Figures from the latest Halifax House Price Sentiment Tracker has revealed that there is less confidence in the UK housing market this November compared to the previous year.
The survey, which was conducted in partnership with IHS Markit, found that just 14% of those asked in November felt that the value of their home rose over the last month, compared to 17% in both September and October.
For comparison, during the first lockdown, only 4% of those surveyed in May felt that the value of their home rose.
In seven of the 11 monitored regions, people felt that property prices rose on the previous month, with the sharpest increase signalled in Yorkshire & Humberside, followed by the South West of England.
Elsewhere, households in the East of England, Wales, London and the North East of England, felt that the value of their home had fallen, with the rate of decline sharpest in the North East.
Despite some regional woes, on average, more people think their house will be worth more in 12 months than those who believe it will be worth less.

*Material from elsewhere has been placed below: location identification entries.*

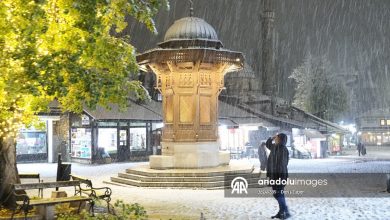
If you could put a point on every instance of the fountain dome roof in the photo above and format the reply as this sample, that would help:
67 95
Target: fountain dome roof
190 28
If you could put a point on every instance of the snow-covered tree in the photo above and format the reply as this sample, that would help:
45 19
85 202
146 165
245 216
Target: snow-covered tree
319 90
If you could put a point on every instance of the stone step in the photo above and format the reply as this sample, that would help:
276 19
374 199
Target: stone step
180 179
170 179
186 173
168 182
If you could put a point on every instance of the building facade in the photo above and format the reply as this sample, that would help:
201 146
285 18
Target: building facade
373 127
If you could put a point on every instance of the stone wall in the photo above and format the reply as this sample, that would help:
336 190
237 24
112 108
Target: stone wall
61 138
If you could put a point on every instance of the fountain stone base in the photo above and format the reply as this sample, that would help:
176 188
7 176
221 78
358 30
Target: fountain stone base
189 155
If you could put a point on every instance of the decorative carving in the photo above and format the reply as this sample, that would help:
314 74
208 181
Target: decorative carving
186 80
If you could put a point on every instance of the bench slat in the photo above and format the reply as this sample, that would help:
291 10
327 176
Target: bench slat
53 201
29 175
27 186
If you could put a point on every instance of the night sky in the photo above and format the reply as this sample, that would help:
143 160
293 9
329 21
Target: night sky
353 34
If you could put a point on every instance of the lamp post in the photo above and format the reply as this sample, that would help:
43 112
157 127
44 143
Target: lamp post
190 65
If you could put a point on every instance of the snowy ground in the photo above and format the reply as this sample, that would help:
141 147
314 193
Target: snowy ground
188 204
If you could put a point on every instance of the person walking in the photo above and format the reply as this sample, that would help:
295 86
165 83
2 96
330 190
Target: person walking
262 156
360 148
277 169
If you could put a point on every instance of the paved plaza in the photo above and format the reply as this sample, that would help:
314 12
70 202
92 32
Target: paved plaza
164 203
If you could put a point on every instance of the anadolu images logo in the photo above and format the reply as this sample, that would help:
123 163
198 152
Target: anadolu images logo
239 185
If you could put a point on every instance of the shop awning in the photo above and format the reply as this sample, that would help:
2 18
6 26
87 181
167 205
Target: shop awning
252 121
313 133
133 112
227 122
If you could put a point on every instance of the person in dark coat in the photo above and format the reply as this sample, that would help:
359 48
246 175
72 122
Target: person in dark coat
277 169
262 156
360 148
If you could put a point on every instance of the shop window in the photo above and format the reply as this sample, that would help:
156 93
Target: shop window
123 124
137 124
107 124
107 139
81 143
137 139
31 142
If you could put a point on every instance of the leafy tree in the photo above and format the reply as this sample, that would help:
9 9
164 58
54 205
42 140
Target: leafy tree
319 90
64 50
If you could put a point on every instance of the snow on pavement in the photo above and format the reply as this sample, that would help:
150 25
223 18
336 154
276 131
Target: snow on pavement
189 203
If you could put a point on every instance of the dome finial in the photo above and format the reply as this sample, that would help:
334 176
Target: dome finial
191 8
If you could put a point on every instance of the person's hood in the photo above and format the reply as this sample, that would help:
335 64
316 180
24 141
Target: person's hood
283 139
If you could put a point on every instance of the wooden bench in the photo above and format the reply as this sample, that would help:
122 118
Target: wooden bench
25 203
86 188
32 176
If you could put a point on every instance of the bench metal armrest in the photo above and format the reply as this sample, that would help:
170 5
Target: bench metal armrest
24 198
107 192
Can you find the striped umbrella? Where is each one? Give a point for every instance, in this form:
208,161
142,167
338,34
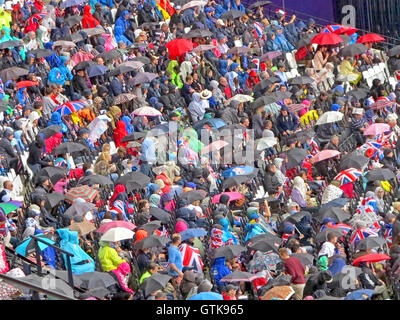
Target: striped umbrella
69,107
83,192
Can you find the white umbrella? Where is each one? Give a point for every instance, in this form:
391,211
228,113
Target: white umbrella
147,111
330,117
265,143
117,234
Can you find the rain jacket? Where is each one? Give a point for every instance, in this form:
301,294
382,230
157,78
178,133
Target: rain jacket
69,242
109,258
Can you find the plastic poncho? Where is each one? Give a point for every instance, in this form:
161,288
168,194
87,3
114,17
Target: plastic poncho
69,242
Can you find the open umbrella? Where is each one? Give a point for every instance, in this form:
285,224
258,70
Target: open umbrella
380,175
147,111
117,234
84,192
156,282
160,214
370,37
79,209
330,117
326,154
151,242
372,258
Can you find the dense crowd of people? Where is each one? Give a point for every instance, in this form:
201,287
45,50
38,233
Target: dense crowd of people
194,150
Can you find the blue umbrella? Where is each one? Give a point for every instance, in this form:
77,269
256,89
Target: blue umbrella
237,171
192,233
363,294
207,296
96,70
28,246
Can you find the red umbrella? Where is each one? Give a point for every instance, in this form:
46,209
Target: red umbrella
178,47
370,37
324,39
372,257
114,224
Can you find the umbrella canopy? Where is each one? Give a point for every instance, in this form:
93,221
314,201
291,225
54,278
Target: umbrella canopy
116,224
79,209
380,174
370,243
28,246
376,128
370,37
133,181
231,14
330,117
295,156
372,258
348,175
326,154
324,39
96,280
160,214
84,192
193,233
151,242
333,212
232,196
229,252
83,228
156,282
238,276
117,234
147,111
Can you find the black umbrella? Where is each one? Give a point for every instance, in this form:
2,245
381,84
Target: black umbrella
134,181
295,157
229,252
120,70
13,73
156,282
50,131
142,77
370,243
301,80
305,259
353,161
151,242
134,136
265,245
197,33
95,179
11,44
96,280
53,199
352,50
150,227
192,196
322,236
332,212
69,147
259,4
380,175
232,14
53,173
265,84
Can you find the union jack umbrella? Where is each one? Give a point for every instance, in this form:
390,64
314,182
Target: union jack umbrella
36,18
348,175
69,107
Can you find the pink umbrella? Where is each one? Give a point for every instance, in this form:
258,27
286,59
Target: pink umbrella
232,196
326,154
114,224
376,128
216,145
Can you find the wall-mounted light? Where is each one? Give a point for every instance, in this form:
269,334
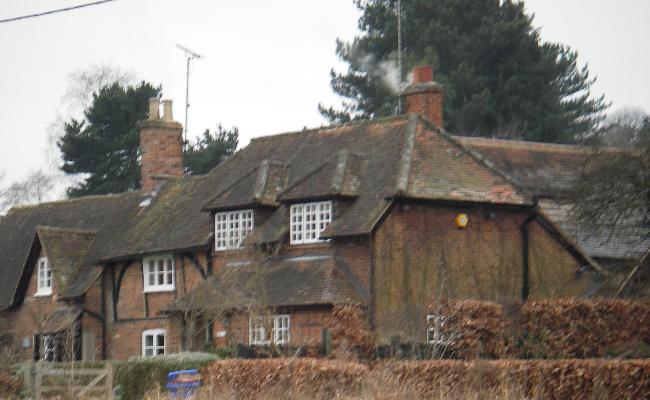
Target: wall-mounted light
461,220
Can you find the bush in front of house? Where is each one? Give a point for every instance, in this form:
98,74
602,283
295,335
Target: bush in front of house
138,375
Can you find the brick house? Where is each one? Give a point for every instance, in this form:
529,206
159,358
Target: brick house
392,214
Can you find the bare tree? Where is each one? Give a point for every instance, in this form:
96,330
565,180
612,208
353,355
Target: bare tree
84,83
34,189
238,290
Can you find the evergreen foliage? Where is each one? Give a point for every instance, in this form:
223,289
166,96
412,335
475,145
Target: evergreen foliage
209,151
104,146
499,79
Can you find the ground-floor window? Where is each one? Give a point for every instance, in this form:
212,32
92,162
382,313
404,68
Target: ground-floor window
52,348
153,342
279,324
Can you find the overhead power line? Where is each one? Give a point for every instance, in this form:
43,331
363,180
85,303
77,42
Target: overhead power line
54,11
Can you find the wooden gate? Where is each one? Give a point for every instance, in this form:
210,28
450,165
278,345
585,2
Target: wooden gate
77,382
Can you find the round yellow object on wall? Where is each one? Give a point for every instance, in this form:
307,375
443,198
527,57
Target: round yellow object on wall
461,220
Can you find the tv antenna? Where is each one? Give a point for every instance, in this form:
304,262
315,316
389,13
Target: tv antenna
190,55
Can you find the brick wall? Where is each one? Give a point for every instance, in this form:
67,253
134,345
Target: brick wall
306,327
162,152
28,319
422,257
427,102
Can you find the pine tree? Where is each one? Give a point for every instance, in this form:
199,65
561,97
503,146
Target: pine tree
199,158
499,79
105,145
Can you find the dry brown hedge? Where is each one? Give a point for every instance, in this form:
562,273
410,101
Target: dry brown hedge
479,327
8,385
535,379
557,328
284,376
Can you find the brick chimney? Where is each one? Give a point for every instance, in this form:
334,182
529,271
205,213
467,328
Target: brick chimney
424,96
161,146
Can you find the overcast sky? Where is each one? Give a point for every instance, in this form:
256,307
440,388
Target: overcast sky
266,64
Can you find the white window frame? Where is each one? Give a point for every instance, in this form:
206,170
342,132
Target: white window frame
44,277
437,335
231,228
257,335
154,347
308,221
49,348
157,279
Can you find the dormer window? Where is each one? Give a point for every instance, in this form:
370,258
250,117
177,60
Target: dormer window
231,228
309,220
44,280
158,274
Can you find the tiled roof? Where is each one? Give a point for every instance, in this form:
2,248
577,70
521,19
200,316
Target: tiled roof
60,319
18,229
66,251
172,221
373,161
552,171
316,279
259,186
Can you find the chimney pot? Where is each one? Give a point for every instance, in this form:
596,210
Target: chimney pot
154,109
426,73
424,96
417,72
167,110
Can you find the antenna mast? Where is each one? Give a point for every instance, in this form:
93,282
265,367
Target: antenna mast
190,55
399,51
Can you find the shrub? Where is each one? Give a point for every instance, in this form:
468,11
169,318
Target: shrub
285,377
9,386
351,332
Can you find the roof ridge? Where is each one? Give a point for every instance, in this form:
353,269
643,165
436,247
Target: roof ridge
524,144
75,199
475,155
59,229
407,156
232,184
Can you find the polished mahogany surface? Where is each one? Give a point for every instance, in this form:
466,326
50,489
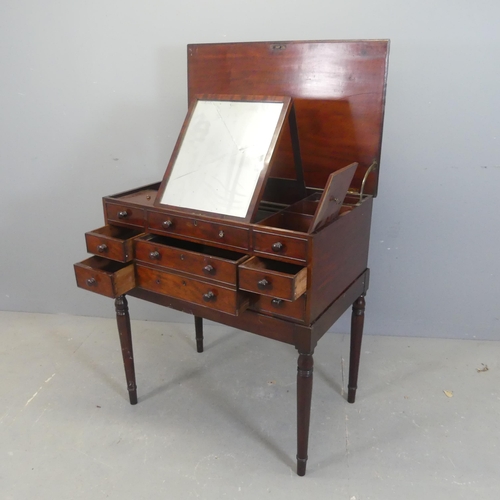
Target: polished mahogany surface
291,271
338,89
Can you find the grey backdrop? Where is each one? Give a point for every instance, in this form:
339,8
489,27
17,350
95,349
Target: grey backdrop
93,93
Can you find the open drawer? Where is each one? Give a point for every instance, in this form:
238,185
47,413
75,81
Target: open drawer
273,278
112,242
105,276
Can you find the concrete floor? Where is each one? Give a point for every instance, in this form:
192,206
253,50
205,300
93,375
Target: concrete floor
222,424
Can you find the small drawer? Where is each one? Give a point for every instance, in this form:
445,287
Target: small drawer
295,310
202,293
222,235
112,242
202,260
275,244
105,276
124,215
273,278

According to those surveyed, just over a quarter (27%) of households believe the value of their home will have increased by this time next year, compared to only 16% back in May.
Commenting on the tracker’s findings, Russell Galley, Halifax Managing Director, said: “UK households remain broadly confident in the strength of the property market. The perceived rate of house price growth weakened slightly during November but is nonetheless above average and a noticeable reversal from the period of negative sentiment we saw between April through to August.
“People also remain cautiously optimistic that property prices across the country will be higher in 12 months’ time. However, expectations softened from October, and remain subdued by historical standards. This is unlikely to change significantly while the macroeconomic landscape remains uncertain, with most housing market experts predicting greater downward pressure on house prices as we move into 2021.”